[WIP] Re: Inefficient end-of-loop value computation - missed optimization somewhere?

Submitted by Ulrich Weigand on Feb. 28, 2012, 3:10 p.m.

Details

Message ID 201202281510.q1SFAMDY022388@d06av02.portsmouth.uk.ibm.com
State New
Headers show

Commit Message

Ulrich Weigand Feb. 28, 2012, 3:10 p.m.
Richard Guenther wrote:
> On Mon, Feb 20, 2012 at 11:19 PM, Ulrich Weigand <uweigand@de.ibm.com> wrote:
> > we've noticed that the loop optimizer sometimes inserts weirdly
> > inefficient code to compute the value of an induction variable
> > at the end of the loop.
[snip]

> The issue is that (start + 1) + 1 * (int) ... is computed using signed
> integer arithmetic which may invoke undefined behavior when it wraps.
> Thus we cannot re-associate it.  I suppose if you'd arrange the code
> to do the arithmetic in unsigned and only cast the result back to the
> desired type we might fold it ...

I'm not completely sure I've got the correct place for the conversions,
but using the patch below does indeed fix the inefficient code.

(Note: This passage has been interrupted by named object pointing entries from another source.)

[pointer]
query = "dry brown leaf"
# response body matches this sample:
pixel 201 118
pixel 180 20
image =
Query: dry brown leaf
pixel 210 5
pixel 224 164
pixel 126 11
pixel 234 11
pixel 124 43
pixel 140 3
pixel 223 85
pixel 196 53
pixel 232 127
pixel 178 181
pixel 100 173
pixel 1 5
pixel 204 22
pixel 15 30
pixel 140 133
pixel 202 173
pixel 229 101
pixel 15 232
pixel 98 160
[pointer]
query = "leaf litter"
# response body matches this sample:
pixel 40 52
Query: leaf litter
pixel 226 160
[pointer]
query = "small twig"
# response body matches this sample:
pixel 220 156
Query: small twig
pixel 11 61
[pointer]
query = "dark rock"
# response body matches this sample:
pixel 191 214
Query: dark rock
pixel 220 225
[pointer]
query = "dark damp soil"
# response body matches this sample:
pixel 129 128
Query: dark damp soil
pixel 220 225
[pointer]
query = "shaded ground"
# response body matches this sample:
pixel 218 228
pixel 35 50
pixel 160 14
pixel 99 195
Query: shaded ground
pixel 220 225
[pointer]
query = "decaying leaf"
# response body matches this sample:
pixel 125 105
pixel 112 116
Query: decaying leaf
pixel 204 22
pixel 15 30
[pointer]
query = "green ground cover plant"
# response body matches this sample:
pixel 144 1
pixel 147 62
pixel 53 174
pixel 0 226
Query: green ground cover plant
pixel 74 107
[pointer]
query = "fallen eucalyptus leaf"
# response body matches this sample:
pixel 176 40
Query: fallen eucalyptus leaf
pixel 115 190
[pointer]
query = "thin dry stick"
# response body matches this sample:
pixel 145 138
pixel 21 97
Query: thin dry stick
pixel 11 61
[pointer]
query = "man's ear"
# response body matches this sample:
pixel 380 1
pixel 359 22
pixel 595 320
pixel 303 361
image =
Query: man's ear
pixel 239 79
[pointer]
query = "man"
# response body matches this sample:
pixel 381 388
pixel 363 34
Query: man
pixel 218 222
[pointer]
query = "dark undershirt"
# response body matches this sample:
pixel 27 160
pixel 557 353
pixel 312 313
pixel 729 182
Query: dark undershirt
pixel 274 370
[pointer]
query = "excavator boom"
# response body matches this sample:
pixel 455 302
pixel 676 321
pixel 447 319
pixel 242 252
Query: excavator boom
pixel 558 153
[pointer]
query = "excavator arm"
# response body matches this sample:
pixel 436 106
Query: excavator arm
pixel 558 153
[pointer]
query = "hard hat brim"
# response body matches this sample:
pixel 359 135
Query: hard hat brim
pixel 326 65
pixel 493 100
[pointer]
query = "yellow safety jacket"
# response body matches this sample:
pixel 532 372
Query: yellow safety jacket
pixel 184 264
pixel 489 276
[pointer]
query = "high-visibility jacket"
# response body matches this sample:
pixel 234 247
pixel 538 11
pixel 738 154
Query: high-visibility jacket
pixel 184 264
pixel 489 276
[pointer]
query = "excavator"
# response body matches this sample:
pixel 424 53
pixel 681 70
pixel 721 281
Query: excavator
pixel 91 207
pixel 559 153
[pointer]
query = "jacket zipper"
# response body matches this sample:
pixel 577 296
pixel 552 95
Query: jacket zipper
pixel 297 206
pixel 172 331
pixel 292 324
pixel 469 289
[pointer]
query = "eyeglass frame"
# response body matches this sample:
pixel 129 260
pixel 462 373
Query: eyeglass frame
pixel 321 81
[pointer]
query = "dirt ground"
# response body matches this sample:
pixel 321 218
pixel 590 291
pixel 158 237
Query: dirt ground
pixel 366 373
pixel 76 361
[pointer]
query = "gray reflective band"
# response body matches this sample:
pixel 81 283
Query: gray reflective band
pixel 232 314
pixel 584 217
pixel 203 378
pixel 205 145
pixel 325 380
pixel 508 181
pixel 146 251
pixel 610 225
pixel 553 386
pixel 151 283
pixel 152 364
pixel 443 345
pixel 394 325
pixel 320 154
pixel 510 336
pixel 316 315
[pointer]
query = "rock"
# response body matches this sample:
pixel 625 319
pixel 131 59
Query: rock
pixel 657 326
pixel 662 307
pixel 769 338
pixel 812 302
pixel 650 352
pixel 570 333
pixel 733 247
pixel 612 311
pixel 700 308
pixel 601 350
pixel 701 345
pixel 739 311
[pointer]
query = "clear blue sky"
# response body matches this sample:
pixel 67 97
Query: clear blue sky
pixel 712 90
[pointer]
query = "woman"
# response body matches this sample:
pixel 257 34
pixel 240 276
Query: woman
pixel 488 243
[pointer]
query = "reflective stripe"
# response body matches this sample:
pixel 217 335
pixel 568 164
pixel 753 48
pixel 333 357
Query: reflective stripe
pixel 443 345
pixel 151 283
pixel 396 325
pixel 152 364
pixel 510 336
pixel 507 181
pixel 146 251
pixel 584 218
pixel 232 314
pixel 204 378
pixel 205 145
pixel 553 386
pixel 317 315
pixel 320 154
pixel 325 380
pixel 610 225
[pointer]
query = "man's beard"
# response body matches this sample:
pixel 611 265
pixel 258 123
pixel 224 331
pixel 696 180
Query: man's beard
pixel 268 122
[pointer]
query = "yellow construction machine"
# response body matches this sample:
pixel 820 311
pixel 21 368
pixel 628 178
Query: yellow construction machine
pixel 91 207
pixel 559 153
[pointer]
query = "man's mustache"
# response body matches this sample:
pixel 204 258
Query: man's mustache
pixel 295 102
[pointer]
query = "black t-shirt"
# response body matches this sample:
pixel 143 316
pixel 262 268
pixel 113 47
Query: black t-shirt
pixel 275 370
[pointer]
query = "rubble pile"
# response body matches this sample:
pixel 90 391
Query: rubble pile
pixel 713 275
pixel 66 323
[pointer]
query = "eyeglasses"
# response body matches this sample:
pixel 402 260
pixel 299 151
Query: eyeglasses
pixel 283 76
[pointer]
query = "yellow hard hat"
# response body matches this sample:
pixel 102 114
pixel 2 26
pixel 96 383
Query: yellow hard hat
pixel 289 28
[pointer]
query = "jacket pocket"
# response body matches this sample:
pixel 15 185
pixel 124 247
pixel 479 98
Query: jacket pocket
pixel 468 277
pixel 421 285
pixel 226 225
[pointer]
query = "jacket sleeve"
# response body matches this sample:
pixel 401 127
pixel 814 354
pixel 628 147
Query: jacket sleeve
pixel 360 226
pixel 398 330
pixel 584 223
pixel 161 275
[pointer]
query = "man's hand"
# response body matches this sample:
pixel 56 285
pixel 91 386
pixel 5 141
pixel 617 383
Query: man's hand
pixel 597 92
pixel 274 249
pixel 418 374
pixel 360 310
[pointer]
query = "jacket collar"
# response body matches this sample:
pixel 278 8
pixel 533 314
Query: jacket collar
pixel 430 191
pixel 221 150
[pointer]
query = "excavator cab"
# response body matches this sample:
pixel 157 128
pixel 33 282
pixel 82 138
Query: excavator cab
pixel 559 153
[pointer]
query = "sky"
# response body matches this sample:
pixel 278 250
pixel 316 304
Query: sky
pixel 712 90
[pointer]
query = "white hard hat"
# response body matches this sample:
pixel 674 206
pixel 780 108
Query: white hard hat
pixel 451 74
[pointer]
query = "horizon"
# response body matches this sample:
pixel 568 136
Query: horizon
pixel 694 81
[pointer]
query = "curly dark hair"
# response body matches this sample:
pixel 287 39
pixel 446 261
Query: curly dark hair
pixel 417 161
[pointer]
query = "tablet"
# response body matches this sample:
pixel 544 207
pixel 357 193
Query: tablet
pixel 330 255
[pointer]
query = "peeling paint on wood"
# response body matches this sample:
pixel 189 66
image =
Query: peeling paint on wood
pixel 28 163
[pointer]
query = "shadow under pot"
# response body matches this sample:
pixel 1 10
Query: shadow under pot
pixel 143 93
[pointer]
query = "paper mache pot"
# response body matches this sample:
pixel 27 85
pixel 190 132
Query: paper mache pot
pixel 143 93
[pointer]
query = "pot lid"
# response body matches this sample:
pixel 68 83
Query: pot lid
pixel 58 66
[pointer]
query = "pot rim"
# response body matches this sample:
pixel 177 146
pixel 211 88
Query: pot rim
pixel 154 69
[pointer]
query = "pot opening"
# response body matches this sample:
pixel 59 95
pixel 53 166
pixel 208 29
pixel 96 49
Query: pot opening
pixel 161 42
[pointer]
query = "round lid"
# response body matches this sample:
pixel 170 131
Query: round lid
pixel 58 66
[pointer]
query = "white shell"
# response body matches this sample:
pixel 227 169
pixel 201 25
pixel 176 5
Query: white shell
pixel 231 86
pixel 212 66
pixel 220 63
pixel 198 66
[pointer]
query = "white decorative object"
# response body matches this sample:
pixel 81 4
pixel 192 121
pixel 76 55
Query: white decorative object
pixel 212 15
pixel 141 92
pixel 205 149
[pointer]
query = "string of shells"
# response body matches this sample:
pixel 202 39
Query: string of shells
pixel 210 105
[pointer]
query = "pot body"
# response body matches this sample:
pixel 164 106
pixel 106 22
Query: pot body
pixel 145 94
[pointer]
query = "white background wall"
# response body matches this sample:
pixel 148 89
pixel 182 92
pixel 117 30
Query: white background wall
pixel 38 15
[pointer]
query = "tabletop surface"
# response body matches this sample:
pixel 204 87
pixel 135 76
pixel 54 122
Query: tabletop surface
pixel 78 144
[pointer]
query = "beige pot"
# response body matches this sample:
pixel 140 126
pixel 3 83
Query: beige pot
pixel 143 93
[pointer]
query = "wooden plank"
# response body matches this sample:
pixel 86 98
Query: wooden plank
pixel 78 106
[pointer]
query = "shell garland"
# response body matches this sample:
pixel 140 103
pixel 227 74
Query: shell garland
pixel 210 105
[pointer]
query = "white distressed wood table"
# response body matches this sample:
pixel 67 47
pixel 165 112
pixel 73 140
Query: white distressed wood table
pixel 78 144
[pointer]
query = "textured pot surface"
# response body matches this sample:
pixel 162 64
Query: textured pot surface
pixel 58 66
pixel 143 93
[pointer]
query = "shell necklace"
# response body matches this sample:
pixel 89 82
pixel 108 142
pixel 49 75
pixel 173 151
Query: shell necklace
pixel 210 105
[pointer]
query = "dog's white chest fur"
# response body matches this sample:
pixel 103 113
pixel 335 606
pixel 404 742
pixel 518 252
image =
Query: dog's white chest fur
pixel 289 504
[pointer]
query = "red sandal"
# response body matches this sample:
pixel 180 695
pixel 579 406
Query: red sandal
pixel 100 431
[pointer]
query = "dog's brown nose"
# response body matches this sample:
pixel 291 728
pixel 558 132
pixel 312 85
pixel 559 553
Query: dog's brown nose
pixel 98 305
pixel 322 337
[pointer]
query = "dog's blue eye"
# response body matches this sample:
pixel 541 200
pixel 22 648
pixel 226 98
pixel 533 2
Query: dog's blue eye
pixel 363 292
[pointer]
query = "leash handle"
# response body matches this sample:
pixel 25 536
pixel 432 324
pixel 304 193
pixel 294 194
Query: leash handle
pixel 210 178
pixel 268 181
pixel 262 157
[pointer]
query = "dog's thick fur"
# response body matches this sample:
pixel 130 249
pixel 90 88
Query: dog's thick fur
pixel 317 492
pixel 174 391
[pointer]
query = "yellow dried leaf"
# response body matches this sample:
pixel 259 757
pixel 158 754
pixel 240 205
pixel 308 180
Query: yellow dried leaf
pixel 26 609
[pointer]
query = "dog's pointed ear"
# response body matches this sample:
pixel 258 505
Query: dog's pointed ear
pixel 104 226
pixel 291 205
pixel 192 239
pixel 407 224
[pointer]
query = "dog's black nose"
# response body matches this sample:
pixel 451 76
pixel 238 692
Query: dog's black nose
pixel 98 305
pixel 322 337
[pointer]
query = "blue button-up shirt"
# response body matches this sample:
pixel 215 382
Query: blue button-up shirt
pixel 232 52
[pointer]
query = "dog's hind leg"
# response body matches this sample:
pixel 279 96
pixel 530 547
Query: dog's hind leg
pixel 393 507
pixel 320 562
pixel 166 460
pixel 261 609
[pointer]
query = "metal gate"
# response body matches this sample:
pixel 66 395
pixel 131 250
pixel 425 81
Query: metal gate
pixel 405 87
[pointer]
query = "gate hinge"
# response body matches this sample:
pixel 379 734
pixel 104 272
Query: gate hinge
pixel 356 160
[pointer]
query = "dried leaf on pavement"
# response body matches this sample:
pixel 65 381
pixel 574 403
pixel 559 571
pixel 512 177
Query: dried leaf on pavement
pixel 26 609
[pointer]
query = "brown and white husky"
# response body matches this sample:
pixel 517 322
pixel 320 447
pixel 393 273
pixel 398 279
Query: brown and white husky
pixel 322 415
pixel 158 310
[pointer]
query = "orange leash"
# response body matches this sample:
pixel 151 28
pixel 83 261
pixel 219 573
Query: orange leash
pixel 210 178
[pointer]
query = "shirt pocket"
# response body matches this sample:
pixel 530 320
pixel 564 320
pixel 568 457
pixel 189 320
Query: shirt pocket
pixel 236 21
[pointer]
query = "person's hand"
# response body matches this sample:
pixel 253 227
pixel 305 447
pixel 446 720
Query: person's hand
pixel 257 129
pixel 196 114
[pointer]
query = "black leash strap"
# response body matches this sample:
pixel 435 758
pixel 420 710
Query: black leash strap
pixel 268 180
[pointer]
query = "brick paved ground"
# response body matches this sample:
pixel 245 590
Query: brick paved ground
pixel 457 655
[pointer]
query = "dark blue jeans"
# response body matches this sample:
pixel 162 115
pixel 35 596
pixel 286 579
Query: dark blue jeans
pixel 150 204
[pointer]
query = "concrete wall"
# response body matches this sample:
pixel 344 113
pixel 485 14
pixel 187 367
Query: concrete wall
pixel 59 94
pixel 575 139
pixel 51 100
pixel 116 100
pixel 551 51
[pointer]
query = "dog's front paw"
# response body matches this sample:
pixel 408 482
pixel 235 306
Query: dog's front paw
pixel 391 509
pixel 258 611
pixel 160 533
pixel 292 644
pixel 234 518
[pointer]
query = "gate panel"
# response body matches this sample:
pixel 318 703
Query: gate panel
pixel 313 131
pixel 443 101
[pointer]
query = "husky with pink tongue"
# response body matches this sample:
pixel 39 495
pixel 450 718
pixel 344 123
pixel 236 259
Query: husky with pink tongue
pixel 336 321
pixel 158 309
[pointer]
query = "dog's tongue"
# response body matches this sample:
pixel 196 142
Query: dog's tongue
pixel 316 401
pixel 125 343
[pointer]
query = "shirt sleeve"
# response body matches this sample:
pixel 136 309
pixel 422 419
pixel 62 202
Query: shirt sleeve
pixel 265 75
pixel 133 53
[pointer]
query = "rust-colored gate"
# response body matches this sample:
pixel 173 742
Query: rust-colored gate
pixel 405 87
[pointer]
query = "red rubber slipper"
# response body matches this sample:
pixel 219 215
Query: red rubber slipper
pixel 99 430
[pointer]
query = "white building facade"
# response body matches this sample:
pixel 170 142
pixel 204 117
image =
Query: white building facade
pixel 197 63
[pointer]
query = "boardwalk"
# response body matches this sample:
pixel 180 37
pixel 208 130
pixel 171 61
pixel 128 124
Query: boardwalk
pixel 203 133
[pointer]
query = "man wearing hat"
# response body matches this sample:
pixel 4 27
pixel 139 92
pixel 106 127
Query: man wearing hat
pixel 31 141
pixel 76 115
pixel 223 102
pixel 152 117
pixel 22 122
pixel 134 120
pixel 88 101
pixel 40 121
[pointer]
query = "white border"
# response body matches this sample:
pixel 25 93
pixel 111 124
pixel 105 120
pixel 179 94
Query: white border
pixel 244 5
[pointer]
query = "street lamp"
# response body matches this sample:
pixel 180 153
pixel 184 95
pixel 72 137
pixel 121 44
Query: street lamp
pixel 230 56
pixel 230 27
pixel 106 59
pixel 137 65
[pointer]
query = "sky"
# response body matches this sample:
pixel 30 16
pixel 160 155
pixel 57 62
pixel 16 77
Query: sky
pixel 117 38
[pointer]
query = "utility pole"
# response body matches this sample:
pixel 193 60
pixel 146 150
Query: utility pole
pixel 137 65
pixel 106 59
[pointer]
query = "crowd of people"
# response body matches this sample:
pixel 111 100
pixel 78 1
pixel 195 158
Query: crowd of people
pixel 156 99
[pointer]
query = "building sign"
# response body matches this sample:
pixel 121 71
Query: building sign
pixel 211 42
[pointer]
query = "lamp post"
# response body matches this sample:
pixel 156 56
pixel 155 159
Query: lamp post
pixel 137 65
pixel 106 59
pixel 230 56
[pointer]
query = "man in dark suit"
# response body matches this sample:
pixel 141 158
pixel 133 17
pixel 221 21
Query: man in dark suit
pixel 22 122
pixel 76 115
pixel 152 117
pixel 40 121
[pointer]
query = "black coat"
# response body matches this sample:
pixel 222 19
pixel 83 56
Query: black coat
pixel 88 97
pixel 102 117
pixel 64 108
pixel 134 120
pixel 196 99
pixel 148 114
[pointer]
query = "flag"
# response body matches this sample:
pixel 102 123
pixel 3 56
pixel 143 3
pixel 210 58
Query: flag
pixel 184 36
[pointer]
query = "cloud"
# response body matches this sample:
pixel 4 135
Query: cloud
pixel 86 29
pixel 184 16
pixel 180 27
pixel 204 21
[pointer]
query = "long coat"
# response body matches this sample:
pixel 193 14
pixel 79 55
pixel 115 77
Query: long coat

I'll still need to do proper testing and benchmarking, but I thought
I'd post the patch anyway just as a heads-up ...

Does this look reasonable to you?

Thanks,
Ulrich


ChangeLog:

	* tree-scalar-evolution.c (compute_overall_effect_of_inner_loop):
	Perform chrec_apply computation in an unsigned type.

Comments

Richard Guenther Feb. 28, 2012, 3:23 p.m.
On Tue, Feb 28, 2012 at 4:10 PM, Ulrich Weigand <uweigand@de.ibm.com> wrote:
> Richard Guenther wrote:
>> On Mon, Feb 20, 2012 at 11:19 PM, Ulrich Weigand <uweigand@de.ibm.com> wrote:
>> > we've noticed that the loop optimizer sometimes inserts weirdly
>> > inefficient code to compute the value of an induction variable
>> > at the end of the loop.
> [snip]
>
>> The issue is that (start + 1) + 1 * (int) ... is computed using signed
>> integer arithmetic which may invoke undefined behavior when it wraps.
>> Thus we cannot re-associate it.  I suppose if you'd arrange the code
>> to do the arithmetic in unsigned and only cast the result back to the
>> desired type we might fold it ...
>
> I'm not completely sure I've got the correct place for the conversions,
> but using the patch below does indeed fix the inefficient code.
>
> I'll still need to do proper testing and benchmarking, but I thought
> I'd post the patch anyway just as a heads-up ...
>
> Does this look reasonable to you?

Yes, that looks reasonable.  Though instead of unsigned_type_for
please use build_nonstandard_integer_type instead (if the type
is not already unsigned).  unsigned_type_for does not necessarily
preserve type-precision and may even return NULL.

Richard.

> Thanks,
> Ulrich
>
>
> ChangeLog:
>
>        * tree-scalar-evolution.c (compute_overall_effect_of_inner_loop):
>        Perform chrec_apply computation in an unsigned type.
>
> Index: gcc/tree-scalar-evolution.c
> ===================================================================
> --- gcc/tree-scalar-evolution.c (revision 184439)
> +++ gcc/tree-scalar-evolution.c (working copy)
> @@ -474,11 +474,18 @@
>            return chrec_dont_know;
>          else
>            {
> +             tree type = TREE_TYPE (evolution_fn);
> +             tree utype = unsigned_type_for (type);
>              tree res;
>
>              /* evolution_fn is the evolution function in LOOP.  Get
> -                its value in the nb_iter-th iteration.  */
> -             res = chrec_apply (inner_loop->num, evolution_fn, nb_iter);
> +                its value in the nb_iter-th iteration.  Since the
> +                number of iterations is always unsigned, we perform
> +                the computation in an unsigned type to allow for
> +                improved simplification of subexpressions.  */
> +             res = chrec_convert (utype, evolution_fn, NULL);
> +             res = chrec_apply (inner_loop->num, res, nb_iter);
> +             res = chrec_convert (type, res, NULL);
>
>              if (chrec_contains_symbols_defined_in_loop (res, loop->num))
>                res = instantiate_parameters (loop, res);
>
> --
>  Dr. Ulrich Weigand
>  GNU Toolchain for Linux on System z and Cell BE
>  Ulrich.Weigand@de.ibm.com
>

Patch hide | download patch | download mbox

Index: gcc/tree-scalar-evolution.c
===================================================================
--- gcc/tree-scalar-evolution.c	(revision 184439)
+++ gcc/tree-scalar-evolution.c	(working copy)
@@ -474,11 +474,18 @@ 
 	    return chrec_dont_know;
 	  else
 	    {
+	      tree type = TREE_TYPE (evolution_fn);
+	      tree utype = unsigned_type_for (type);
 	      tree res;
 
 	      /* evolution_fn is the evolution function in LOOP.  Get
-		 its value in the nb_iter-th iteration.  */
-	      res = chrec_apply (inner_loop->num, evolution_fn, nb_iter);
+		 its value in the nb_iter-th iteration.  Since the
+		 number of iterations is always unsigned, we perform
+		 the computation in an unsigned type to allow for
+		 improved simplification of subexpressions.  */
+	      res = chrec_convert (utype, evolution_fn, NULL);
+	      res = chrec_apply (inner_loop->num, res, nb_iter);
+	      res = chrec_convert (type, res, NULL);
 
 	      if (chrec_contains_symbols_defined_in_loop (res, loop->num))
 		res = instantiate_parameters (loop, res);